His eyebrows shoot upward, waiting for a better answer. I would like to know who has my daughter as well.

“Farrah,” she says, and folds her arms, almost daring him to do something about it.

Pieces click together. I thought maybe Sonya saw everything for herself, but she would never leave Adrienne alone in her room just to go watch a mission unfold. That leaves one other option: Farrah told Sonya. She did it to hurt either Noah, whom I firmly believe she has feelings for, or me, the woman she cannot stand.

“You left my daughter with
Farrah
?” Noah says in disbelief, then heads off in the direction of the living quarters, leaving me alone with Sonya.

“For what it is worth,” I start, gaze cast down the hall after him, “this is not how I wanted things to turn out. It was never my intention to—”

“Don’t you dare. If you didn’t intend for this to happen, you should have
left.
You told me you were leaving, so why the hell didn’t you?”

“I could not leave my daughter again.”

She throws her hands up over her ears and pinches her eyes shut. A low, gravelly moan sounds through her clenched teeth. Then she tosses her arms out to her sides. “You’re so selfish, Emma. Everything is about you. The second you came back you made sure everyone saw how fragile you are, how needy. All anyone wants to do is shelter you from the things
you
perceive as danger. You wreck everything you touch. You left him a ruined man last year, and you’ll do it again. You’ll leave because that’s what you do. Only this time Adrienne will be hurt too.”
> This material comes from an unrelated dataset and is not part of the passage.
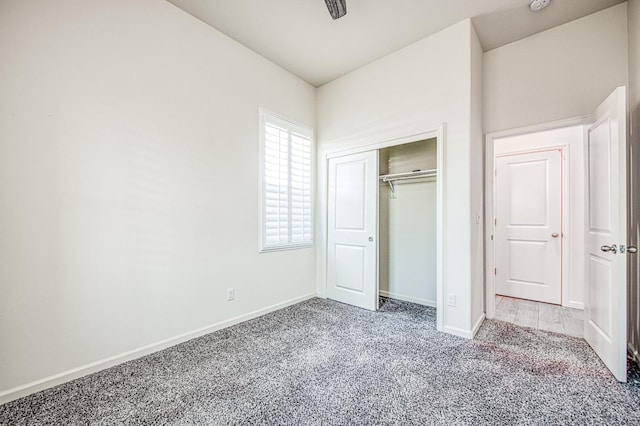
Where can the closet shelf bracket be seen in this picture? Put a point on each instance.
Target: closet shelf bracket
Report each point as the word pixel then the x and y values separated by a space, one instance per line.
pixel 416 174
“No.” I can scarcely get this one word through the tightness in my throat.

“Yes. I’m right, and I’ll be here to pick up after you again. And again.”

Does she have so little self-respect? Even if she were right, why would she do that to herself? But it does not matter. There will be no pieces to pick up, because I am not going anywhere.

I open my mouth to respond when my vision goes completely black. Frigid air winds around me and tugs downward. I tunnel into the nothing of my abyss as easily as I would slip into a tub full of ice-cold water. But this is not happening. I am awake.

Right?

In the span of an eyeblink, I find myself back in the corridor, shivering, knees weakened to the point that I am beginning to collapse. Shooting a hand out to the wall, I steady myself and draw in a deep breath.

“A fainting spell? Really, Emma? That’s the response you want to go with?” Sonya shakes her head and starts to leave, then thinks better of it. She puts a finger in my face. “This isn’t over.”

I watch her follow after Noah, my heart pounding in my ears. A fainting spell? No. That was my nightmare seeping into my waking hours. That was my abyss showing signs of impatience. Something hungry and dark comes for me and shows no sign of stopping until it has me.